Given six cities from which to choose, Fairleigh Dickinson University-Mind pollsters asked New Jerseyans, "In which metropolis do you feel the safest?" The top choice is a city that's not even located in the Garden State.

New Jersey voters feel safer in Atlantic City than in other New Jersey cities, and safer in Atlantic City than in Philadelphia, but Manhattan places first; with nearly three in four (78%) saying they feel somewhat or very safe there. Just 10% say they don't feel safe in Manhattan.

"If New Jersey is going to be healthy, its cities will have to be viable," says Peter Woolley, an FDU political scientist and director of the poll. "One measure of viability is how safe people feel going to those cities."

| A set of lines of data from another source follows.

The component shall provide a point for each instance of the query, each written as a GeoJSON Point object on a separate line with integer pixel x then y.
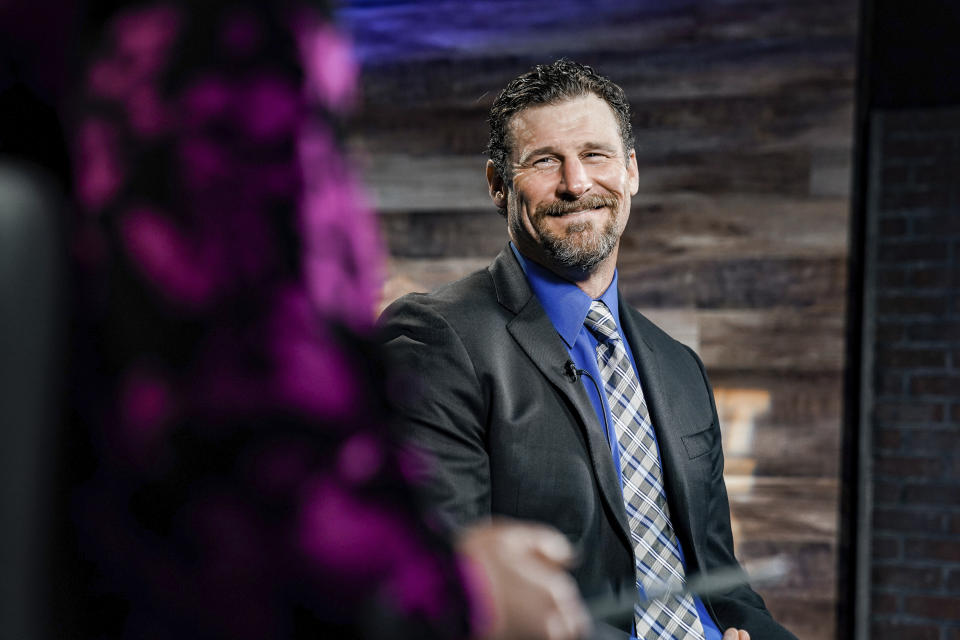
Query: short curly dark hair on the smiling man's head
{"type": "Point", "coordinates": [549, 84]}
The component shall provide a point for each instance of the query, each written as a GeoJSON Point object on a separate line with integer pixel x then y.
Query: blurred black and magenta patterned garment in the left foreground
{"type": "Point", "coordinates": [241, 478]}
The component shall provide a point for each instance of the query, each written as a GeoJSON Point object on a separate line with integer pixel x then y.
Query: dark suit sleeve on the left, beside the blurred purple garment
{"type": "Point", "coordinates": [440, 406]}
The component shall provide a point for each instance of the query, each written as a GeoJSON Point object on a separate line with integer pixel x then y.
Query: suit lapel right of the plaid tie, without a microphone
{"type": "Point", "coordinates": [669, 429]}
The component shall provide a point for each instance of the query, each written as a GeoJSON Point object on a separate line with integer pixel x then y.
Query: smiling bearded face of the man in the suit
{"type": "Point", "coordinates": [569, 198]}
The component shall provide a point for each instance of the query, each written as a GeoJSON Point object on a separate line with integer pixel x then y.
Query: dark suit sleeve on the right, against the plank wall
{"type": "Point", "coordinates": [740, 607]}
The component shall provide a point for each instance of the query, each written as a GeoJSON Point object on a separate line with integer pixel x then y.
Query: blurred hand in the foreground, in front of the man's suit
{"type": "Point", "coordinates": [530, 593]}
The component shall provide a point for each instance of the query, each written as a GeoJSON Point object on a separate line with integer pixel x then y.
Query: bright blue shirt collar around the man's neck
{"type": "Point", "coordinates": [565, 303]}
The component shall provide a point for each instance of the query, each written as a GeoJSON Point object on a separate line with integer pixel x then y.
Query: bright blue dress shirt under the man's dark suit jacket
{"type": "Point", "coordinates": [567, 306]}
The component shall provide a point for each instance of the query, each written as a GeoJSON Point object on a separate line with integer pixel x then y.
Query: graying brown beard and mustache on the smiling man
{"type": "Point", "coordinates": [580, 246]}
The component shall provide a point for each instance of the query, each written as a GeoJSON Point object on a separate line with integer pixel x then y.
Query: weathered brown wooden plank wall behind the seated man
{"type": "Point", "coordinates": [738, 238]}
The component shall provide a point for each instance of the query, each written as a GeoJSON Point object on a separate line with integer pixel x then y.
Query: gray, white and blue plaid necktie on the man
{"type": "Point", "coordinates": [654, 542]}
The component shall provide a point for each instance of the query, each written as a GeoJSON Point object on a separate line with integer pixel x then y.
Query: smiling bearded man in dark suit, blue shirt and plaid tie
{"type": "Point", "coordinates": [542, 396]}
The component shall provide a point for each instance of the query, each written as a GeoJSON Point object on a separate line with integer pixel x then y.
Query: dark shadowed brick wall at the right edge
{"type": "Point", "coordinates": [913, 333]}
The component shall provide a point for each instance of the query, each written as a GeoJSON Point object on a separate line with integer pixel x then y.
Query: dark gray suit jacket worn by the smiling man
{"type": "Point", "coordinates": [513, 435]}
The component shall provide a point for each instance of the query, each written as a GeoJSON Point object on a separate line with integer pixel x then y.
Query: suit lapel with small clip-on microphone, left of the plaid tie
{"type": "Point", "coordinates": [536, 335]}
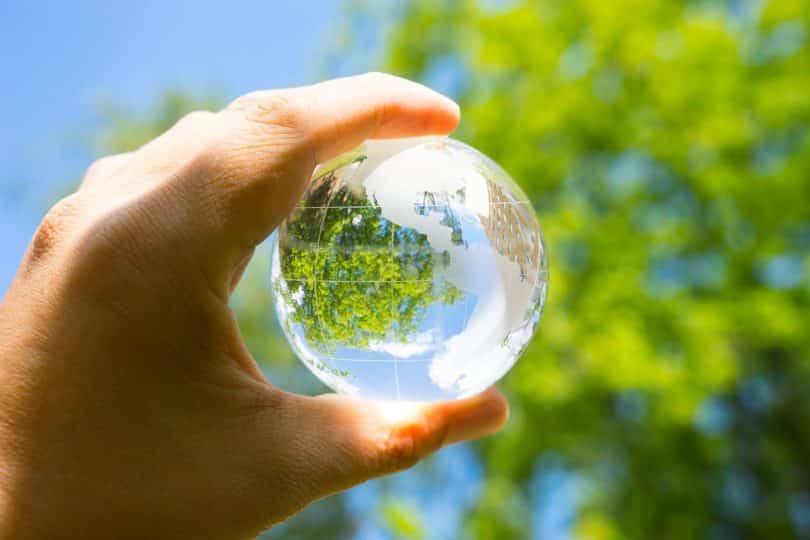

Atlantic City ranks second with 64% saying they feel somewhat or very safe there, but one in five (21%) say they don't feel safe in AC. A majority (55%) say they don't feel safe in Newark, but Camden placed last: just 2% say they feel very safe there and 11% somewhat safe, while almost two-thirds (64%) say they feel not too safe or not safe at all.

Woolley says, "If only 2% feel safe in your city, your city has a very serious problem that probably needs to be rectified immediately."

Governor Chris Christie wants to revive Atlantic City and make it a true destination city and those who have been there in the past year dom feel safer there than those who haven't been there recently. Three-quarters of those who have been there in the past year (75%) say they feel somewhat or very safe, but only about half of those who haven't been there in the last year (53%) say they feel safe there.

A third (33%) say they feel very safe in Manhattan, and another 45% somewhat safe, while by contrast only a third (35%) say they feel somewhat or very safe in Newark. Men feel safer than women in both Manhattan and Newark: 40% of men say they feel very safe in Manhattan compared to 26% of women who agree.

Woolley explains, "The safer people feel, the more likely they are to make the trip, whether it's to Atlantic City casinos, Newark's Iron Bound restaurants, or Manhattan's galleries."

The poll also showed that liberals are statistically more likely than moderates or conservatives to say they feel safe in the state's capital city of Trenton. Woolley jokes, "I guess they (liberals) know they have plenty of friends in the legislature, and that the Governor can't stay forever."

Then survey of 800 registered voters statewide was conducted by telephone using both landlines and cell phones from Oct. 17 through Oct. 23, 2011, and has a margin of error of +/-3.5 percentage points.